Giugno 10, 2020

Così l’Italia ha tradito Giulio Regeni

Nessuna sentenza di tribunale restituirà Giulio Regeni alla sua famiglia. Nessuna giustizia terrena farà veramente giustizia per un ragazzo di 28 anni trovato morto ammazzato in Egitto sul ciglio dell’autostrada che collega Il Cairo ad Alessandria. Il suo corpo nudo e martoriato, è stato offeso nella carne e non solo, svilito dalla politica e dall’opportunismo di due Paesi, Italia ed Egitto, che guardano a quel delitto come ad un fastidioso inconveniente nelle loro relazioni, un incidente di cui avrebbero fatto volentieri a meno per continuare a perseguire i loro obiettivi economici e geopolitici.
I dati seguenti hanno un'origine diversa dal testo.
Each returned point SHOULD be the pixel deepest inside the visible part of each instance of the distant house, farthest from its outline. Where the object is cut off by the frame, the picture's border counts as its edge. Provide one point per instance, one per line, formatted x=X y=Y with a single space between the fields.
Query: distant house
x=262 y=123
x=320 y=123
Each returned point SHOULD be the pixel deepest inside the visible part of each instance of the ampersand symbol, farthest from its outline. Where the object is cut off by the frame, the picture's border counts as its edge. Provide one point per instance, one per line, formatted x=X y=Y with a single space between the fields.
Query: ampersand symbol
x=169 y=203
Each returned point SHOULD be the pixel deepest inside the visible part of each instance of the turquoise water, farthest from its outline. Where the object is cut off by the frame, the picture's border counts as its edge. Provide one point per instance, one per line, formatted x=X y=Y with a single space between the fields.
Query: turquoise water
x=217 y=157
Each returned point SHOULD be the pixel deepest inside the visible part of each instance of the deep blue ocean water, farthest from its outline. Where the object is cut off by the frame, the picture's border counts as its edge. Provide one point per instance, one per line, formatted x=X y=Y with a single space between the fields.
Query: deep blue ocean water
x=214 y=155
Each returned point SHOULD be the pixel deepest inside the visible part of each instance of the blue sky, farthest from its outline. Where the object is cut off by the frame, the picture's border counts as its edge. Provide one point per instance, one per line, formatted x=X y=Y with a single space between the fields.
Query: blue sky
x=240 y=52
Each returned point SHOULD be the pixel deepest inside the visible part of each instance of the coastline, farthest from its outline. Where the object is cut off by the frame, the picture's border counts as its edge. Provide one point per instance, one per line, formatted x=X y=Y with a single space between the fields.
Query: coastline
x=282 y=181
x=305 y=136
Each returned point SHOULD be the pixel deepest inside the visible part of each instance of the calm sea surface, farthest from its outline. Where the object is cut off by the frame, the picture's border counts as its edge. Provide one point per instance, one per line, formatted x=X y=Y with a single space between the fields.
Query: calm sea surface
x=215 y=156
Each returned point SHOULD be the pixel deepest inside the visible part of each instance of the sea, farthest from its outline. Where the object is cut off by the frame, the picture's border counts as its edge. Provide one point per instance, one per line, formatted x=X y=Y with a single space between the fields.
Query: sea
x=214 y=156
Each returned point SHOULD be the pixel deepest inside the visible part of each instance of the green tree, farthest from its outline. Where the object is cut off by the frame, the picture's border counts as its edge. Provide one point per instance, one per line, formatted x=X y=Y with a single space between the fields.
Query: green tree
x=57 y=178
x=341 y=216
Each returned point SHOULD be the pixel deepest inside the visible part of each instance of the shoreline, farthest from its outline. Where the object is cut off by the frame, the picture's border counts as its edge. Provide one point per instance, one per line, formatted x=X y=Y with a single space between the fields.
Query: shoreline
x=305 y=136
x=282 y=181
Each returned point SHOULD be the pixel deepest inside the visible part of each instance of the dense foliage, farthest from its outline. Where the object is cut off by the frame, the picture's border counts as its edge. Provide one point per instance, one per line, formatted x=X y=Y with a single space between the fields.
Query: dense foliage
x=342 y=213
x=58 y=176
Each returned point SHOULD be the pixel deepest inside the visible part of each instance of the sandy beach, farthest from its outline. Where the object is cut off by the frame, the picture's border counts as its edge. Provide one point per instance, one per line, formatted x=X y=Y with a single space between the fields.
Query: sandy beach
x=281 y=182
Eppure ci sono momenti in cui la realpolitik, il pragmatismo, la logica degli affari, dovrebbero farsi da parte, un passo indietro o anche di più, lasciando spazio ad una merce quanto mai rara: la dignità.

Quasi cinque anni sono trascorsi dall’omicidio di Giulio Regeni: quasi cinque anni in cui dal Cairo non si è ottenuta quella trasparenza richiesta a più riprese dall’opinione pubblica italiana. In mezzo, decine di depistaggi e di ritardi: hanno tentato di far credere che Regeni fosse morto in un incidente stradale, hanno provato ad inscenare un’uccisione per un movente sessuale (così si spiega il fatto che Giulio sia stato trovato senza vestiti), hanno ucciso cinque probabili innocenti in uno scontro a fuoco per tentare di farli passare per i responsabili del delitto. Lo hanno seviziato, torturato per giorni, perché convinti che Regeni fosse una spia dei servizi segreti inglesi. Tutte cose che sappiamo grazie ai nostri investigatori, di certo non per la collaborazione dell’Egitto di Al Sisi.

Ora la notizia che l’Italia ha venduto all’Egitto due navi, le fregate classe “Fremm”, per un valore di 1,2 miliardi indigna la politica o una sua cospicua parte. Senza considerare che, stando alle indiscrezioni pubblicate da Repubblica ben prima della telefonata tra Conte e Al Sisi lo scorso 7 giugno, le navi in questione sarebbero soltanto l’acconto di una maxi-commessa senza precedenti: all’Egitto dovrebbero andare infatti almeno altre 4 fregate, più una ventina di pattugliatori navali, 24 cacciabombardieri Eurofighter e 24 aerei addestratori M346. Una transazione che nel complesso, secondo il settimanale panarabo The Arab Weekly, dovrebbe portare nelle casse italiane circa 10,7 miliardi di dollari.

Soldi freschi, che all’Italia farebbero certamente comodo, ma che rivelano tutta l’indole economicistica di un Paese che accetta di farsi comprare, di dimenticare un suo cittadino in cambio di denaro. Non si tratta di perseguire un idealismo sterile: piuttosto è lecito domandarsi se al mondo, per fare affari di questo tipo, vi sia solamente l’Egitto. Se non sarebbe più giusto, più normale, ottenere prima una forma di collaborazione sincera – o quanto meno non ostruzionismo – da parte del Cairo, e solo poi stringere accordi che infangano non tanto l’onore di Giulio Regeni, ma quello del nostro Paese agli occhi del mondo.

Hanno ragione i genitori di Giulio Regeni, papà Claudio e mamma Paola, quando dicono che “ogni volta che si chiude un accordo commerciale con l’Egitto, ogni volta che si certifica che quello di Al Sisi è un governo amico, tirano in ballo il nome di Giulio come a volersi lavare la coscienza“. Che sia di sollievo per loro sapere almeno una cosa: per quanto ci provano, non ci riescono.